Gradisca. La rivolta e la fuga di domenica sono state di ben più ampie di quanto era stato fatto trapelare in un primo tempo. Secondo quanto riportano i giornali le stanze ancora agibili dopo le sommosse di fine febbraio sono state danneggiate ulteriormente.
Brutte notizie invece dal fronte del CARA, questa notte tre richiedenti asilo sono stati caricati su un aereo di linea e deportati a Mineo.
Gli operatori di Connecting People hanno blandito gli altri ospiti del CARA con promesse impossibili. Qualcuno ci ha creduto, altri no. C’è chi pensa che a Mineo troverà una villetta tutta per se e un lavoro; gli altri sono stanchi, insofferenti, rassegnati.

Roma. 29 richiedenti asilo sono stati trasferiti a Mineo dal CARA di Castelnuovo di Porto. Una ventina di attivisti di Action si erano incatenati all’ingresso principale per impedire la deportazione, ma sono stati beffati dalla polizia che ha fatto uscire i rifugiati da un ingresso laterale.
Il ministero dell’Interno aveva disposto lo spostamento di 55 persone: in seguito alle proteste di alcune associazioni, alcuni “casi vulnerabili” sono stati esclusi dalla lista.

La condizione dei richiedenti asilo concentrati a Mineo sarà ancora peggiore di quella attuale. Tutte le pratiche sono concentrate in un’unica commissione territoriale; chi ha fatto ricorso avrà difficoltà a partecipare alle udienze, tutte le reti di sostegno e solidarietà sviluppate sui vari territori vengono spezzate.
Ovviamente le sofferenze di chi già ha subito guerre e persecuzioni importano poco a Maroni. L’essenziale è accontentare l’elettorato leghista.

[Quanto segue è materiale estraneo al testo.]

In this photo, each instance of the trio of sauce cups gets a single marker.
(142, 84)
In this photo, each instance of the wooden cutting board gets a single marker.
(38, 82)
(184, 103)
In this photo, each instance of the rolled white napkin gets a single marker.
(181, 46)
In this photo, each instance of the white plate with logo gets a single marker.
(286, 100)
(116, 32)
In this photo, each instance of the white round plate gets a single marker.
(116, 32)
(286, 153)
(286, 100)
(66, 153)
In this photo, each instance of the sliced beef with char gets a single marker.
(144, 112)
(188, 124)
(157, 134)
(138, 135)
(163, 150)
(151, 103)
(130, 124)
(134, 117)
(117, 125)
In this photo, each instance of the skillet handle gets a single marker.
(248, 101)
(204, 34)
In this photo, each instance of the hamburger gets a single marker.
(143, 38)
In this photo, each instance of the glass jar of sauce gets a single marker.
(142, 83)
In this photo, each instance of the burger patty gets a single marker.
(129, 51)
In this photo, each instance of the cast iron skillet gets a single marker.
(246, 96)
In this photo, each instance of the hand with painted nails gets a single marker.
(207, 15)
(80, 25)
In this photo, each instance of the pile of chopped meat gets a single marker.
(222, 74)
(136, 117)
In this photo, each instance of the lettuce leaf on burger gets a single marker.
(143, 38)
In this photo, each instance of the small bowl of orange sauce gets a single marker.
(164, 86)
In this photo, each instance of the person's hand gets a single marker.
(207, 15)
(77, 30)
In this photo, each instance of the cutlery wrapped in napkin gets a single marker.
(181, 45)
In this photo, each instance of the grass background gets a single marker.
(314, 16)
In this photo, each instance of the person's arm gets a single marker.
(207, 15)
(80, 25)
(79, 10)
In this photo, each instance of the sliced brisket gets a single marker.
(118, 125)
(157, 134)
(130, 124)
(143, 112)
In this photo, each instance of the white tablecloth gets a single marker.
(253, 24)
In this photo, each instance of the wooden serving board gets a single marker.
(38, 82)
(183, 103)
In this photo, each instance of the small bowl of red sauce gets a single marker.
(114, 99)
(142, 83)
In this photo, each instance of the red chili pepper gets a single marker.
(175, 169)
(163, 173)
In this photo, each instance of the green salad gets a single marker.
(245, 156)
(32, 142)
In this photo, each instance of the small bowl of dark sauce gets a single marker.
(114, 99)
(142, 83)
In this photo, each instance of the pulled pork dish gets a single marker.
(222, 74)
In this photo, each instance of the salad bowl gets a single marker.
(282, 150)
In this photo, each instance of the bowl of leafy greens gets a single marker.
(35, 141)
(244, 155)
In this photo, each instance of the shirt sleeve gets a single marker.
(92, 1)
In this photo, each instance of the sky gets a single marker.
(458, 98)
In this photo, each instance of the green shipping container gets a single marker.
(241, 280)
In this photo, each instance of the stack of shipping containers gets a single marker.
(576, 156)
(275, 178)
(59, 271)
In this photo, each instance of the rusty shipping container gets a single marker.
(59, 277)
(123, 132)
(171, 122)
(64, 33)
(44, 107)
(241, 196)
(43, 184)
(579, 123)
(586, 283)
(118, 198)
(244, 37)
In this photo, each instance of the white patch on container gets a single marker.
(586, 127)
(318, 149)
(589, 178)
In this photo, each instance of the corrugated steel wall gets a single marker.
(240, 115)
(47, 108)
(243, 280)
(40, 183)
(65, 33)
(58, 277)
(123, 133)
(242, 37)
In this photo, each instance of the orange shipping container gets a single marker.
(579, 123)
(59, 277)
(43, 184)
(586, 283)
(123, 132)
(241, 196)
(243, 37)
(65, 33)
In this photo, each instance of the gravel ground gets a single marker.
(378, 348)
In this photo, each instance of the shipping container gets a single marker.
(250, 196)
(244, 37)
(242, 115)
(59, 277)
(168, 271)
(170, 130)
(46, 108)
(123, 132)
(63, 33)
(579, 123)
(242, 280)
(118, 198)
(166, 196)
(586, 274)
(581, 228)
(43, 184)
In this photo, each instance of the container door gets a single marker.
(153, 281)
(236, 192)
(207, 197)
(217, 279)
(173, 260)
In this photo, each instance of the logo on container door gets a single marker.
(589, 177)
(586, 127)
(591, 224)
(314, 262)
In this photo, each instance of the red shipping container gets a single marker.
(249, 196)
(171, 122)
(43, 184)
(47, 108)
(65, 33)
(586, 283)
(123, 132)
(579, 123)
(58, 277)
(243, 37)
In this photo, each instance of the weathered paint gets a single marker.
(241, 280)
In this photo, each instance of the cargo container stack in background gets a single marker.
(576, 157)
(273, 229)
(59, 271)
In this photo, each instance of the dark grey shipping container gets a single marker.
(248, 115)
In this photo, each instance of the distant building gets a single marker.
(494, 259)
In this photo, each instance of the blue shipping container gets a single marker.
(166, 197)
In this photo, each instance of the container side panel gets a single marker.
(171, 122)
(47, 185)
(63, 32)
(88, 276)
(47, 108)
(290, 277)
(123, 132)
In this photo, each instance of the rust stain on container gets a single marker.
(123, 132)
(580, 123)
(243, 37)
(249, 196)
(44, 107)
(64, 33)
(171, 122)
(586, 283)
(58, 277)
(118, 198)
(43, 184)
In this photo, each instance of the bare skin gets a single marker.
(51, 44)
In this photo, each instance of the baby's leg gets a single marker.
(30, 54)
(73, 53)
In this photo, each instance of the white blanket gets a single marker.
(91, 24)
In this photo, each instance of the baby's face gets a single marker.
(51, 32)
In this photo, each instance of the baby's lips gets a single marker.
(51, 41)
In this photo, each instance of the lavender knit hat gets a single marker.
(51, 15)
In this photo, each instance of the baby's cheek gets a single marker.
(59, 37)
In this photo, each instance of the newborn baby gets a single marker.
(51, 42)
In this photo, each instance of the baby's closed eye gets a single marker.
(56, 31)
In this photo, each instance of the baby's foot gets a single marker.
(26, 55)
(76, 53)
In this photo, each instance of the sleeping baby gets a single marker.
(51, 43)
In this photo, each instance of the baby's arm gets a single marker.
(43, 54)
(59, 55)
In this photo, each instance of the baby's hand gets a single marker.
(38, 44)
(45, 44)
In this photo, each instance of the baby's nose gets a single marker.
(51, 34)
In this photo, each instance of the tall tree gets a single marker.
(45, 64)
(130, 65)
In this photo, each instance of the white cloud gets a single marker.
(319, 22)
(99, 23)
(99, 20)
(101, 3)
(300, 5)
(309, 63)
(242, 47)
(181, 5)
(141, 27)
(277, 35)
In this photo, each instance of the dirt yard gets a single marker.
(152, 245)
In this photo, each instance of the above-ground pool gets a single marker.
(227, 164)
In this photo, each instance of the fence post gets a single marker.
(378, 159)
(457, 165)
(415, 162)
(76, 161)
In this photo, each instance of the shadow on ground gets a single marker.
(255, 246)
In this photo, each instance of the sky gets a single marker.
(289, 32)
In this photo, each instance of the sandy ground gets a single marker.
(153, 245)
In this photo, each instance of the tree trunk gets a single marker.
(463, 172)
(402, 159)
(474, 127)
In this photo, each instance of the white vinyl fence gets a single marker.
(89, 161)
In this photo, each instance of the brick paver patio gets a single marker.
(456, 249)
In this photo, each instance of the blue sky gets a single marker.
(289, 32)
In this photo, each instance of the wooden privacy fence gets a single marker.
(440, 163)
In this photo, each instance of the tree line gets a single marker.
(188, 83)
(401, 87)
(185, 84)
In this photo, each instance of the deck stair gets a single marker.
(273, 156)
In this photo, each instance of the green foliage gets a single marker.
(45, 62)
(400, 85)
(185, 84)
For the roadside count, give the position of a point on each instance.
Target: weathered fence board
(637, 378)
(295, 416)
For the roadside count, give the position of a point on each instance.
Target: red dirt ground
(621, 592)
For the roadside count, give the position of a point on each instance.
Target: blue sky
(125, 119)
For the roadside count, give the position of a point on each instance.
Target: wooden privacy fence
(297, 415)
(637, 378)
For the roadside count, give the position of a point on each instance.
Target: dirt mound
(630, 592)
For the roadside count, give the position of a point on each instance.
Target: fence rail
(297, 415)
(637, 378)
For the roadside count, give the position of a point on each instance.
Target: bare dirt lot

Ma il ministro è nei guai sino al collo. Il viaggio in Tunisia programmato oggi è stato rimandato di qualche giorno: segno che non sarà facile convincere il governo tunisino a mettere in atto misure di contrasto dell’immigrazione, nonché a mantenere gli impegni presi quest’estate da Ben Alì per il rimpatrio veloce dei clandestini. Gli aiuti promessi alla Tunisia per far fronte all’ondata di profughi sono stati ridotti ad un mero supporto al rimpatrio degli immigrati provenienti dal Bangladesh. Della serie: li portiamo a casa noi, così non rischiamo di ritrovarceli su un barcone diretto a Lampedusa. Non manca chi si chiede che fine abbiano fatto i soldi inizialmente stanziati per gli aiuti.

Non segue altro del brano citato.